And just like America’s recent elections, “the Kremlin-backed outlet is also pursuing a double strategy of promoting AfD, while attacking the Green Party, especially its leader, Annalena Baerbock,” Politico writes.
Bigger picture: “It’s clear that this election really matters to Russia,” said Kristine Berzina of the German Marshall Fund's Alliance for Securing Democracy. Continue reading, here.

Looking well beyond Germany, Russia’s trolls have weaponized the comment sections of several leading Western newspapers. And those newspapers ought to respond by being “more transparent about how they are tackling disinformation and more proactive in preventing it,” according to a new report from Cardiff University’s Crime and Security Institute.

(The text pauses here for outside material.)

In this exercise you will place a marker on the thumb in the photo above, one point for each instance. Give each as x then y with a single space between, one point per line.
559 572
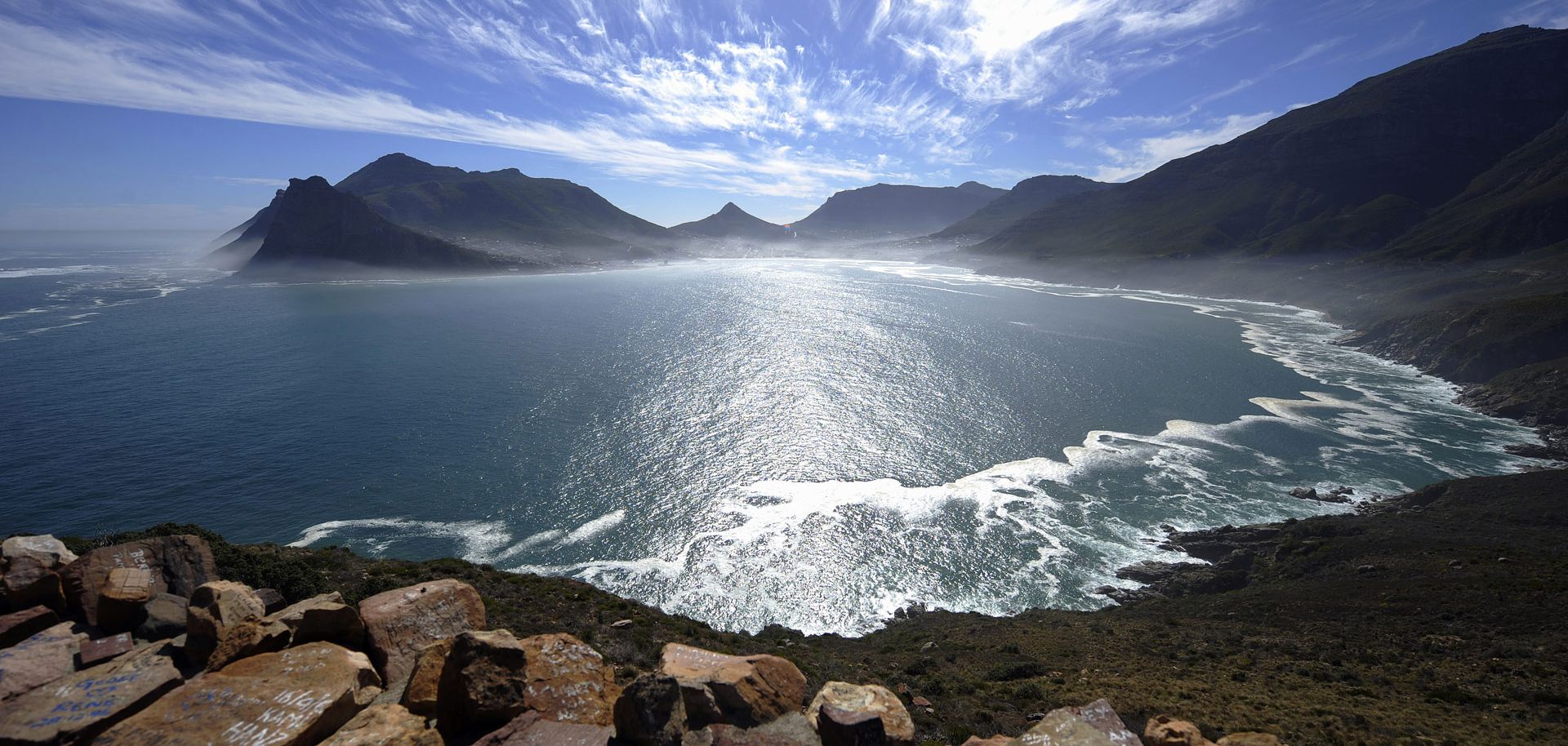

The gist: “[R]esearchers employed data science pattern recognition and detection techniques to reader comments, which illuminated a series of unusual behaviours associated with some accounts posting pro-Kremlin content,” including “242 stories where provocative pro-Russian or anti-Western statements were posted in reaction to articles of relevance to Russia. These comments were then fed back to a range of Russian-language media outlets who used them as the basis of stories about politically controversial events.”
The scope: “32 prominent media outlets across 16 countries have been targeted via their reader comments sections,” and the outlets include Fox News, Breitbart, the Wall Street Journal, the New York Times and the Washington Post. Find a more global accounting beginning on page 24 of the report (PDF), here.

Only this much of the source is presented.